Thursday, May 30, 2013
Fire! Wolf! Hello?
The metaphor of yelling “fire” in a crowded theatre is a paraphrase of Oliver Wendell Holmes Jr.’s opinion on the Supreme Court case which outlawed “dangerous and false speech.” The Boy Who Cried Wolf is one of Aesop’s Fables which is about giving a false alarm. Today’s news (traditional, cable and internet) hyperbole is histrionic on nearly everything – so that when there’s a real issue that comes up, it can’t be distinguished through the noise. Each outlet in their own way hyperventilate stories to the point that it’s surprising anybody has any nerve endings left. Fox News in particular has become the #1 cable news network by shouting about every perceived injustice. So when they whine and cry that the Obama administration is out to get them, it’s quite natural to think that it’s more of the same. The problem is that it’s now actually true.
I wish that there was a more sympathetic target so more people would be wound up. But that’s putting the cart way before the horse. First we need to flash back to 2009 when the Justice Department subpoenaed the phone records and the emails of James Rosen, a reporter for Fox News. There’s been a lot of back-and-forth as to whether the government informed the network as it’s required to – that’s a different (and legitimate) issue.
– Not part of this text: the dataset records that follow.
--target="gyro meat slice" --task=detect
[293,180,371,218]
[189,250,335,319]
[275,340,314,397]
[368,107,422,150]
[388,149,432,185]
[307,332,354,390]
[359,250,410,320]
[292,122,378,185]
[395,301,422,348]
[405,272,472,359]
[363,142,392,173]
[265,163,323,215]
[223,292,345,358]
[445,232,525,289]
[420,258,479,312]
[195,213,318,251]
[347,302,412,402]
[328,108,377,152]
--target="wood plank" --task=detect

The fact is that a Rosen was reporting on North Korea, one of the “axes of evil” and he was legitimately in and out of the State Department.
Journalism only is effective when people talk to reporters and give information that otherwise might not be revealed. This is how Anderson Cooper “keeps ‘em honest” and how the Fourth Estate keeps a check and balance on power regardless of which party may be in office. Government has every right, and indeed in many cases has the obligation, to keep certain facts secret. The tension between these two needs is what makes this a great country, (and often makes for the best stories) and what distinguishes American democracy.
The media has been quite respectful when the administration asks for stories to be held or modified for National Security reasons. In its war on leakers, the Obama administration is now criminalizing the work of a reporter. As the actual subpoena states on page 4, Rosen is: “an aider and abettor and/or co-conspirator.” That is stunning. A reporter searching for facts for a story is a considered a criminal co-conspirator by a Democratic President and his administration. And since the subpoena was granted allowing law enforcement to examine his personal and work emails and phones, the Justice system agrees. Now it’s precedent, so when a President (fill in horrible name here) wants to see what a reporter is working on, the law now supports it.
The irony, of course, is that President Obama is perhaps the most media savvy President we’ve had. As this week's Ramirez cartoon below shows, he's quite up front about how he learns of actions that his administration takes – from the very media that he abhors. As an astute politician he has made all of the right speeches – even ordering a review of recent inquiries including the DOJ’s obtaining phone records from 100 AP different reporters.
The very idea that a free press must be ‘reviewed’ should send chills through every American citizen regardless of one's political affiliation. You don’t have to like the media but they are part of the fabric of a free nation. If George W. Bush had gotten a judge to agree that a New York Times reporter was “aiding and abetting” the enemy just for talking with sources and reporting facts (their job) the response would have been what it should be when President Obama does it: fire! The wolf is at the door! The world is coming to an end! Government has no place whatsoever in putting any restriction on the gathering and dissemination of news. Period.